Спустя примерно час или чуть больше Кристи появилась у главного входа, неся два пластмассовых стаканчика кофе, залезла в машину и села со мной рядом. Потом спросила, что новенького, и я ответил:
— Ты знаешь, наверное, жизнь.
— Отпускаешь бороду? — спросила Кристи.
— Ну да, — ответил я.
— M-м, старик, — спросила она после виноватой паузы,-ты, случайно, не собираешься пострелять по нам, бедным служащим?
— Нет, — ответил я, — по крайней мере не на этой неделе.
— Так, значит, никаких луж крови? Никакой резни?
— Извини.
— Что ж, уже легче. — Кристи взглянула в зеркальце под солнцезащитным козырьком — удостоверилась, что косметика в порядке. — А то все глядят на тебя и думают, уж не спрятал ли ты в багажнике «Узи». Как, поправился?
— Почти.
— Вот и хорошо.
Мы сидели, пили кофе и поглядывали на здание. Стекло было зеркальное, так что мы не могли видеть, что происходит внутри, но зато видели отражение облаков — пышных, в которых легко угадать очертания разных зверей.

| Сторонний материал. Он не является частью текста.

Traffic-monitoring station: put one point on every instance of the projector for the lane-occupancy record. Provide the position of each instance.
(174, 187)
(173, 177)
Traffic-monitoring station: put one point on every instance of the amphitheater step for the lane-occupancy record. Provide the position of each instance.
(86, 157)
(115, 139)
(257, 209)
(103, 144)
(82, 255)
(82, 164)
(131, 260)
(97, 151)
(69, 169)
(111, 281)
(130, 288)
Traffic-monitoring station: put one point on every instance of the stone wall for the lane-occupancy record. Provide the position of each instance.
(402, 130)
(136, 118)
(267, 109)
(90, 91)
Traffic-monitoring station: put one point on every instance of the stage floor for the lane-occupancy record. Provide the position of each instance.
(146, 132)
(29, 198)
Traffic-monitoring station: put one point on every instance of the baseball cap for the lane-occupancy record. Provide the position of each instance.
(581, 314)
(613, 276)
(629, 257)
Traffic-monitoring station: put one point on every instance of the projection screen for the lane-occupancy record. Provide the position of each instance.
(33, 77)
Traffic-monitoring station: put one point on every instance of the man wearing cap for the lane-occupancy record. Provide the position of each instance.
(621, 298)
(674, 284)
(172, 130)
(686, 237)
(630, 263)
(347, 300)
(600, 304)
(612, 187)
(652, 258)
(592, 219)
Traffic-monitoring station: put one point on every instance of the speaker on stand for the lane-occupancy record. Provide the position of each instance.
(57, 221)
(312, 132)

Я спросил Кристи, что нового в конторе, и она ответила, что научно-исследовательский и опытно-конструкторский отделы подготовили проект новой системы памяти «Изюминка», в которой память будет храниться «ну как бы в нераспустившейся почке или что-то вроде того, — не уверена, что все до конца поняла».
Я промолчал, кофе в пластмассовых стаканчиках наводил тоску.
— Слушай, старик, — сказала Кристи, — мне кажется, настало время для нашей очередной терапевтической прогулки. Как думаешь?
Я согласился. Завел машину, вырулил со стоянки и поехал к реке, через сельскохозяйственные участки.
Держа в руках горячие стаканчики, мы ехали, не превышая скорости, поглядывая на унылые январские черничные и земляничные фермы с их старыми сараями-развалюхами. Двигаться было приятно. Приятно было оказаться вдали от конторы. Приятно было, что рядом Кристи.
Прилив закончился, и мы остановились посмотреть, чего он нанес. Мы были в том месте, где река Фрейзер впадает в океан и речные воды становятся солеными. На берегу валялись палки, куски пластмассы, старые бревна, листы фанеры, части разбитых лодок и деревянные двери. Груды этого мусора громоздились, насколько хватало глаз.
Видимо, сараи и эти старые, выброшенные морем обломки навели Кристи на мысли о старости.
— Скажи, старик, — спросила она, — это только со мной так или тебе тоже кажется, что время идет как-то странно?
— Как это? — переспросил я, постукивая палкой по старой оконной раме.
— Я имею в виду — день проходит для тебя как день или, фьють, — проносится мимо как пуля? То есть время для тебя тоже проходит слишком быстро, да?
— Думаю, да. Наверное, таков уж этот век. Со всей техникой, которую мы напридумывали. Вроде автоответчиков и видео. Время рушится.
— Я всегда думала, что время как река, — сказала Кристи, прыгая с бревна на бревно, как будто играя в «классы», — что оно всегда течет с одной и той же скоростью, несмотря ни на что. Но теперь мне кажется, что и у времени бывают наводнения. Или что просто оно уже не такое постоянное, как раньше. Я чувствую, что тону.
Я сказал, что время связано с эмоциями:
— Наверное, чем больше эмоций испытывает человек каждый день, тем дольше тянется для него время. Когда стареешь, новых переживаний становится все меньше, поэтому и кажется, что время идет быстрее.
— Боже, как все это грустно, — сказала Кристи.
Мы расхаживали среди серебристо-серых приливных наносов, пиная ногами разный хлам.
— Старик, — сказала Кристи, — а тебе иногда не кажется, что мы уже свое отлюбили?